O paciente sobrevive após intervenções desesperadas e é levado para o hospital, onde recupera parcialmente. Dois anos depois, sente-se revoltado em lugar de estar grato pela assistência prestada. Decide processar médicos e paramédicos alegando que estaria como novo se não tivessem interferido. O ataque cardíaco, esse, é coisa de somenos importância. Garante que estaria de perfeita saúde se o tivessem deixado em paz.

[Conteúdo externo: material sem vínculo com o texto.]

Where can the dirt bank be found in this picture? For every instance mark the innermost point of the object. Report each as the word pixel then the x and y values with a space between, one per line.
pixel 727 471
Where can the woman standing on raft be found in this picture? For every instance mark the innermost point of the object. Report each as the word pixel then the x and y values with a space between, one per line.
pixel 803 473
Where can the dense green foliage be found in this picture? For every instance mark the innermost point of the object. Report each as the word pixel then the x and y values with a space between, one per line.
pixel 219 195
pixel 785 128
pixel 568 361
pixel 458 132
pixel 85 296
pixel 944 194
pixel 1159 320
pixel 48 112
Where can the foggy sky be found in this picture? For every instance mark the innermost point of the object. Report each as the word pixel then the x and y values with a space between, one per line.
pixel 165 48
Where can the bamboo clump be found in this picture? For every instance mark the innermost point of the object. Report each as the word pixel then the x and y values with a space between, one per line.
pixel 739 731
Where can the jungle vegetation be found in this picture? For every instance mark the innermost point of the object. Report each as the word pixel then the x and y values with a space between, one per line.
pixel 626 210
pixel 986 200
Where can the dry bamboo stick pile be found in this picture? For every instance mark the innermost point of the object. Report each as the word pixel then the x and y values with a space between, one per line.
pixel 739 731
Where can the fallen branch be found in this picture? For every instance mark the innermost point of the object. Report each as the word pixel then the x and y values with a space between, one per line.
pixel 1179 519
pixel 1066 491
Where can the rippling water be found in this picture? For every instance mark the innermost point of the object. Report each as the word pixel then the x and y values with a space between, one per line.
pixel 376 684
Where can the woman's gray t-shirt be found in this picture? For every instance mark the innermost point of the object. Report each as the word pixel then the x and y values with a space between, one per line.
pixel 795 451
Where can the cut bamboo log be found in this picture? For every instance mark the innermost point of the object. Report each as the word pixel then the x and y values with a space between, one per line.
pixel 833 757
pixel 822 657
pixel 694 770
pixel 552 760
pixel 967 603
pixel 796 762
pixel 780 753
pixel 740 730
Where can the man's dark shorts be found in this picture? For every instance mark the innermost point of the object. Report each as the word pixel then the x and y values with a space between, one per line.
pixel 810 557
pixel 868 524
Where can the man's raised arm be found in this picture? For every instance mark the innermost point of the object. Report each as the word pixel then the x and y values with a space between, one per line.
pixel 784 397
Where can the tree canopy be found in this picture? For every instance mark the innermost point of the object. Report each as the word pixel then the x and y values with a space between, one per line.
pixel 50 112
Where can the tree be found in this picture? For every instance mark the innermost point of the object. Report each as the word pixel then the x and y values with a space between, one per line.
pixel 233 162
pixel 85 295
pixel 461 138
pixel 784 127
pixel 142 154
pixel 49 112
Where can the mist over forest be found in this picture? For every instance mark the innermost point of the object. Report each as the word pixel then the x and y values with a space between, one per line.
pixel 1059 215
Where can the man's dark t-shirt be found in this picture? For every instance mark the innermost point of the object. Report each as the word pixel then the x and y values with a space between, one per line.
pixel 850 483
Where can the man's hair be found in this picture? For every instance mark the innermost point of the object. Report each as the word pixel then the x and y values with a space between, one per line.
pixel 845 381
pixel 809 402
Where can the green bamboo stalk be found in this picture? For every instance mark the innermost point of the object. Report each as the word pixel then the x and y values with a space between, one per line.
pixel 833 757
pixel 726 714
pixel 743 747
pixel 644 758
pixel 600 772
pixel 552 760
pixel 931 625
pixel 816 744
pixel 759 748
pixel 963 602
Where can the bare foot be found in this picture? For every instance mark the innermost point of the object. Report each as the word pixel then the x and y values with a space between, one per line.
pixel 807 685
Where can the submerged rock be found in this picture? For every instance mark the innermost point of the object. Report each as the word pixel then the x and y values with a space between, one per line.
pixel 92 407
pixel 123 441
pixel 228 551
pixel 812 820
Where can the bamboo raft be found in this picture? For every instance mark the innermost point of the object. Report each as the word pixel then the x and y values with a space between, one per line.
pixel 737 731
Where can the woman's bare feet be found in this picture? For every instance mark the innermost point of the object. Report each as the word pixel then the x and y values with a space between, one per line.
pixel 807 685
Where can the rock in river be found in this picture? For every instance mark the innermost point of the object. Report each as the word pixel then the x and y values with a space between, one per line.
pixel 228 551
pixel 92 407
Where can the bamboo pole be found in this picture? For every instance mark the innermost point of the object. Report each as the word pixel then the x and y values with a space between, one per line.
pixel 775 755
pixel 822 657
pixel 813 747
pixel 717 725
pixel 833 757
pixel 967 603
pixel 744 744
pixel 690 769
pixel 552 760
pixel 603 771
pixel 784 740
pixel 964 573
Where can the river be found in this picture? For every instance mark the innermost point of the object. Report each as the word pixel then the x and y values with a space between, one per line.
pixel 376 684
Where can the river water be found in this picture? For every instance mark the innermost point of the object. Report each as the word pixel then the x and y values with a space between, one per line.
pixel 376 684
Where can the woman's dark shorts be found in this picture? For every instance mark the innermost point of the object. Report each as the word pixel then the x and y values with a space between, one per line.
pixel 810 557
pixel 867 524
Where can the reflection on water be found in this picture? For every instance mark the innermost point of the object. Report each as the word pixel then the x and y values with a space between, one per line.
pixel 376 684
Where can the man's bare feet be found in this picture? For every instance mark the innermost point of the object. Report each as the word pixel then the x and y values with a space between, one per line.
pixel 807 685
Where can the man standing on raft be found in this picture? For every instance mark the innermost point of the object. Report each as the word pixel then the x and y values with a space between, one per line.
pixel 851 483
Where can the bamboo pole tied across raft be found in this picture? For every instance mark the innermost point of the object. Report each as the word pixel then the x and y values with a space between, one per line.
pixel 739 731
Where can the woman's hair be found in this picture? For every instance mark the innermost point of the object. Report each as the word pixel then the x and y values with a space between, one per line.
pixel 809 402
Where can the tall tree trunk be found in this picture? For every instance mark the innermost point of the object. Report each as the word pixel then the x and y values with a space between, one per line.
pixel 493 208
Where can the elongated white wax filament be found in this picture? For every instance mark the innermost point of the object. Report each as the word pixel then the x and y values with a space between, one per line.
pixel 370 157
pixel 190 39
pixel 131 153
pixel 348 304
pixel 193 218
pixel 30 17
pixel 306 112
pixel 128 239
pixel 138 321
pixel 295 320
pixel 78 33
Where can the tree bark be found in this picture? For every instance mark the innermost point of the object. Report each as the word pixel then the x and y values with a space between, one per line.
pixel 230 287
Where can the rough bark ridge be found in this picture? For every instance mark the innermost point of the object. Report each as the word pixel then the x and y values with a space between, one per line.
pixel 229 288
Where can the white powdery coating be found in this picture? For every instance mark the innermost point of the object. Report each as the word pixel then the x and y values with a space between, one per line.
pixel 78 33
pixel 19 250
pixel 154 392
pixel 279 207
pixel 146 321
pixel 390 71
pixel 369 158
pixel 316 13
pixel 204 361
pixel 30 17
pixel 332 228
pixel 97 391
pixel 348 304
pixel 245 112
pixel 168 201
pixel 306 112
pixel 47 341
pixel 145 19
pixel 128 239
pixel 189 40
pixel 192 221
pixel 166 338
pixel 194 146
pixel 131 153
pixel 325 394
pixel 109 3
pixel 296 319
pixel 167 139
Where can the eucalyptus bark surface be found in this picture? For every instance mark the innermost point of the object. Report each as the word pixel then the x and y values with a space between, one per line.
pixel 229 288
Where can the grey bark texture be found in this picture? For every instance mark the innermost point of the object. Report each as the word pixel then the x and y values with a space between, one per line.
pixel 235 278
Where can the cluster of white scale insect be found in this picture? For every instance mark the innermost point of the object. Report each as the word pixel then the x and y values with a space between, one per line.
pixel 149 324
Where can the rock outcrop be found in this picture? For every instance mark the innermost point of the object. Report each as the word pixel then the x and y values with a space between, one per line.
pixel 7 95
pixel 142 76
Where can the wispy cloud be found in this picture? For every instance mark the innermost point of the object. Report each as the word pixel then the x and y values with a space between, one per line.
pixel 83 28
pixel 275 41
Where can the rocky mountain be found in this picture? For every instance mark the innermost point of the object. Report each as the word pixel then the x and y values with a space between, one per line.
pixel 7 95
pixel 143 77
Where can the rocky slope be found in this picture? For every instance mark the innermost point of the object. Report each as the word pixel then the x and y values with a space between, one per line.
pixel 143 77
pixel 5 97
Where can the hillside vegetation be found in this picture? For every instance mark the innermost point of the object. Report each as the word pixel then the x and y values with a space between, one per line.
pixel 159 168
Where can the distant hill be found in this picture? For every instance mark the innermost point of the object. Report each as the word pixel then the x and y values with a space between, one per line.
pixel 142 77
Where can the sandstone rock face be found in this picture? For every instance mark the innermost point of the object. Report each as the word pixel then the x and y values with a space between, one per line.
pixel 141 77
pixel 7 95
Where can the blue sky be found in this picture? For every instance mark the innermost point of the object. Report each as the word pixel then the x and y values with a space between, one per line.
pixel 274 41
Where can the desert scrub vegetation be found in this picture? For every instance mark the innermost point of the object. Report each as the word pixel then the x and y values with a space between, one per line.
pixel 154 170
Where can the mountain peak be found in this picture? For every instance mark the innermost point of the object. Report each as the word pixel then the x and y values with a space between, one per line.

É nesta situação que se encontra o Dr. Barack Obama. Grande parte dos americanos já esqueceu a gravidade do ataque cardíaco financeiro que o país sofreu no Outono de 2008. Os Republicanos convenceram muitos eleitores de que foi a intervenção dos Democratas e não a catástrofe arquitectada por George W. Bush que esteve na origem desse enfarte. Em suma, estamos perante um golpe de propaganda.
Será que Obama é responsável por esta situação? Não e sim. Não é responsável porque, na teoria, ministrou o tratamento certo; e sim, é responsável porque, na prática, se mostrou demasiado cauteloso.
Importa relembrar o contexto. As grandes crises financeiras provocam danos a longo prazo. Num texto de Carmen Reinhart, da Universidade de Maryland, e Kenneth Rogoff, de Harvard, revisto e actualizado recentemente, lê-se que "em regra, as repercussões de uma crise financeira grave têm em comum três características. Primeiro, os colapsos dos mercados de activos são profundos e prolongados no tempo. Segundo, estão associados a quedas acentuadas no produto e no emprego. Terceiro, o valor real da dívida das administrações públicas tende a disparar". Como é sabido, os riscos avolumam-se durante o ‘boom sem que ninguém lhes preste atenção para, depois, se materializarem no rebentamento.
A Profª. Reinhart e Vincent Reinhart, do American Enterprise Institute, realçam no estudo apresentado no início deste ano no simpósio de política económica em Jackson Hole, que os EUA apresentam sintomas idênticos aos de outros países de rendimento elevado, nomeadamente Espanha, Reino Unido e Irlanda, como sejam uma subida acentuada nos preços imobiliários, no crédito e nos balanços do sector financeiro. Nos EUA, entre 1997 e 2007, os preços imobiliários reais aumentaram 87%, o rácio entre a dívida do sector financeiro e o PIB cresceu 52% e o rácio entre o total da dívida privada e o PIB disparou 101%. Uma verdadeira bomba relógio. Segundo o estudo de Reinhart e Reinhart, o que dificultou ainda mais a gestão da crise foi o facto desta ser a maior crise financeira global desde a II Guerra Mundial.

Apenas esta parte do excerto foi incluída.